In 2000, the contribution of remittances was 2.75 per cent, which rose to 3.19 per cent in 2010.
Remittances from lower-middle-income countries accounted for a larger proportion of their GDP. In 2021 (for which data is last available), remittances sent to lower-middle-income countries by their overseas population made for 4.50 per cent of their GDP, up from 2.84 per cent two decades ago in 2000. Remittances sent back by the Chinese accounted for just 0.13 per cent of the country’s GDP in 2021.
India has historically received a major share of its remittances from the Gulf countries. But the analysis found that remittances from the Gulf countries (which include Saudi Arabia, UAE, Oman, Kuwait and Qatar) declined during the pandemic year.
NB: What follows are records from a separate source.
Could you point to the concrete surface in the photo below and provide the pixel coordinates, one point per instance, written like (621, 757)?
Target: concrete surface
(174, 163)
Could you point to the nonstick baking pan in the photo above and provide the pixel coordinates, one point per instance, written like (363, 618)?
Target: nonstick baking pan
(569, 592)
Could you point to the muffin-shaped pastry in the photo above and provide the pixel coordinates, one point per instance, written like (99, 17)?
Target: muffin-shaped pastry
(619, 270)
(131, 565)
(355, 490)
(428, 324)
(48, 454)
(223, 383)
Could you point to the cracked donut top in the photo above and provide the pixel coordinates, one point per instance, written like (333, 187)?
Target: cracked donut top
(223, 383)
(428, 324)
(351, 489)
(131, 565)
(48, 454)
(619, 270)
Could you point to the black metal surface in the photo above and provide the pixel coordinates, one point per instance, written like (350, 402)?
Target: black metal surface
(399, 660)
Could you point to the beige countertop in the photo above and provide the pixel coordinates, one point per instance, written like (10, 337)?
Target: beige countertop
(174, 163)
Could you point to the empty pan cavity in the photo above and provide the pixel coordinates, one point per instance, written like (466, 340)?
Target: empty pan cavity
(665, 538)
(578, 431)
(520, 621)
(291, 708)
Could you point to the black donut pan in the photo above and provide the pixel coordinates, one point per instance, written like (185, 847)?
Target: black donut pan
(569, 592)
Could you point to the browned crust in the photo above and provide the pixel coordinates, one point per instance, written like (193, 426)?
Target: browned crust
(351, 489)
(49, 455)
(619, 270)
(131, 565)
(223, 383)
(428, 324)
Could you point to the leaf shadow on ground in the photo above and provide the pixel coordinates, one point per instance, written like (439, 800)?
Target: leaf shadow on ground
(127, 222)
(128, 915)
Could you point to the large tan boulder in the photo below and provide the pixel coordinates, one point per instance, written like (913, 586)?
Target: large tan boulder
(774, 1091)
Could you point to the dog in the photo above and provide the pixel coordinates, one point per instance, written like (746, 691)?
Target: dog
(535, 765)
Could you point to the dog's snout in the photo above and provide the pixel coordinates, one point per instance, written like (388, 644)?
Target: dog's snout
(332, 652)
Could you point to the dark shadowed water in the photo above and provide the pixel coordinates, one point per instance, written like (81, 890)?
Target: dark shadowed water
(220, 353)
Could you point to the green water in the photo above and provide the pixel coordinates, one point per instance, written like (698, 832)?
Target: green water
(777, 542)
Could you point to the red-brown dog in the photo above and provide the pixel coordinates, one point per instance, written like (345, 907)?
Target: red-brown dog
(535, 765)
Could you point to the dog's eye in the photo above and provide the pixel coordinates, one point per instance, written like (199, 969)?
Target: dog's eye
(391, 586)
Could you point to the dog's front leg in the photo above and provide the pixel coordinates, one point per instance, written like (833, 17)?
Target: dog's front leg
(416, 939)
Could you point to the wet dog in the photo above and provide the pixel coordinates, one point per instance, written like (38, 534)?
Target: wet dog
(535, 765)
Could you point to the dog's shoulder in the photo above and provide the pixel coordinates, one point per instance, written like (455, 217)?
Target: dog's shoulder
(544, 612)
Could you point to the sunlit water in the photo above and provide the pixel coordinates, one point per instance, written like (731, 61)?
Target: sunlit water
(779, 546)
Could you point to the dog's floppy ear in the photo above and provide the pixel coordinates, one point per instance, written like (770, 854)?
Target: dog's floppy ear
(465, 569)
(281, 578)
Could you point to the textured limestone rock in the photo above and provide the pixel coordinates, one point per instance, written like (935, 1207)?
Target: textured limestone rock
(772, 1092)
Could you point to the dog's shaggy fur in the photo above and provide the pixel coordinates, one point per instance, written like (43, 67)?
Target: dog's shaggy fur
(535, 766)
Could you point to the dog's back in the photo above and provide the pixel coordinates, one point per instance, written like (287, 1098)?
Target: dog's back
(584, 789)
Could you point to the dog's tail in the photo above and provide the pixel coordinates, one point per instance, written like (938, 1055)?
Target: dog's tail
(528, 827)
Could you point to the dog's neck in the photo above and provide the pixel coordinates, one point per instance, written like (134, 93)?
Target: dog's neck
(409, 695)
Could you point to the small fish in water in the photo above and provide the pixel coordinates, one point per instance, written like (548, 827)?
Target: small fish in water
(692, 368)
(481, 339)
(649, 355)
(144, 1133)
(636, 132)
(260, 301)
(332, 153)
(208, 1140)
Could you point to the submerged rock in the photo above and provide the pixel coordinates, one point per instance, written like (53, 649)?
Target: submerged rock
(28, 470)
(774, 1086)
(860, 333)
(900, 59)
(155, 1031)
Cash transfers from the North American countries (USA and Canada) also lost sheen during the same year. In FY21 (for which data is last available), for every $100 that was sent back as remittance, $53 was from these countries. In comparison, $78 was sent from these countries in FY17. (see chart 3)
However, World bank data shows that inflows from Australia and Germany have outpaced those from the Gulf.
Between 2017 and 2021, transfers from Germany grew at a CAGR of 69.2 per cent and Australia at 41.8 per cent. In comparison, Oman grew at 40.5 per cent, Bahrain at 17.1 per cent and UAE at 19.7 per cent.